I am using this router as a DIY user. And i agree that this is a great router. The mine is 220 V. Is the american type also 220?


----------



## BradAnderson

Dutchy im in Australia so my router is 240v. Thanks for the comment.


----------



## Grumpymike

The American version is 110v.


----------



## Ollie

We have a 110v version, in the UK you can get both voltages. It is a very nice router indeed. Small but powerful, Variable speed, 3 different bases and normal Makita quality.

Ollie


----------



## BradAnderson

Yes Ollie it is great the Australian version only comes with the single round fixed base. Im now trying to fine somewhere to get the other bases from oversea. Makita do not bring them in to Australia


----------



## Ton80

I just picked this router up last night and haven't even fired it up yet but I have one negative observation. The included base has an opening that will not accept some common bits used for edge routing that I would otherwise fully expect it to be capable of since my burned out Bosch Colt was capable. With the bosh, the plastic portion of the base had to be removed and I cut a 1/4" piece of MDF with a larger hole to accept a larger round over or coving bit.

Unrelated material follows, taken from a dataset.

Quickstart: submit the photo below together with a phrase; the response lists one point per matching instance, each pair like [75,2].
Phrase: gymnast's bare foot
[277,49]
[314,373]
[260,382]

With the makita, the aluminum portion of the base has a hole that matches the small plastic plate so there is no way to use a decent size round over which is already making me think I will be returning the router and either going back to the Bosch or taking a look at the dewalt and its base.

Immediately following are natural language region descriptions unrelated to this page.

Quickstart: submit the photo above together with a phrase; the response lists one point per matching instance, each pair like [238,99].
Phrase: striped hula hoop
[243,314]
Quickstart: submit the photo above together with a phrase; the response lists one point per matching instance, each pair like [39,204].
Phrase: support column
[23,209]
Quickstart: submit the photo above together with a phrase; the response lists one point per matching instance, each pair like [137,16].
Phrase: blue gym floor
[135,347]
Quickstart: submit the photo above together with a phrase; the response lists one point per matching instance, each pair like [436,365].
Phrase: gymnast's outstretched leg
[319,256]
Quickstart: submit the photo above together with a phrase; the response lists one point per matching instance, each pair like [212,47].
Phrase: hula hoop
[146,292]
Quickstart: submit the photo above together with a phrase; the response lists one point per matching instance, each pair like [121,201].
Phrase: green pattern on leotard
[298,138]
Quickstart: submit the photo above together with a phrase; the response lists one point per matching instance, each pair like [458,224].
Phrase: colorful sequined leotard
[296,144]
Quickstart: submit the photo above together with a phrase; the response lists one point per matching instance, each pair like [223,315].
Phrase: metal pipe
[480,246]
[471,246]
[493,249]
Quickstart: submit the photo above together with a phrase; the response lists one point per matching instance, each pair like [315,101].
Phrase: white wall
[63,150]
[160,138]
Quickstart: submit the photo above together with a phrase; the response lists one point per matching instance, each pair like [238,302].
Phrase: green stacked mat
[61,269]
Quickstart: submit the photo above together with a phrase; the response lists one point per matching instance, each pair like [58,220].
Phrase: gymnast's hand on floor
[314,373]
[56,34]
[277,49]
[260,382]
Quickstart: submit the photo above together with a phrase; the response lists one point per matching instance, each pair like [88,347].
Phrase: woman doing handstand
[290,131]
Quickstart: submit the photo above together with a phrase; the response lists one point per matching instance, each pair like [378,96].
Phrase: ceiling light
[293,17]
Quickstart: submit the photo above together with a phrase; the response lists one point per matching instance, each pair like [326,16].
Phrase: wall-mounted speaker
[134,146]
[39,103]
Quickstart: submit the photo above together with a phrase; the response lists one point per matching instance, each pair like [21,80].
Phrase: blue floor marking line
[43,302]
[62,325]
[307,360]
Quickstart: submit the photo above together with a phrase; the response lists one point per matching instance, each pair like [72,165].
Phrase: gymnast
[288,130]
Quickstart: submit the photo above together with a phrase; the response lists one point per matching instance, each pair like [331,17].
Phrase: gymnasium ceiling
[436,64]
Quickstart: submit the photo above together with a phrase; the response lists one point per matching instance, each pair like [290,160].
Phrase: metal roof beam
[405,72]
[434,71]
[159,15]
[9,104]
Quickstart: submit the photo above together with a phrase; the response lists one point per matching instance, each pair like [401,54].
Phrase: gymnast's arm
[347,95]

Can anyone comment on whether using the plunge base with the makita will allow for a larger bit opening with a shop made sub base?


----------



## Ton80

Still wondering if anyone can tell me about the opening of the Plunge base for the Makita RT0700. I spoke to their tech Support and I was told the opening is a 2-3/16 diameter opening which sounds quite large for a compact router. I can't find any info or images on the web that will confirm this so I am hoping a member of LJ has this base and confirm that information.


----------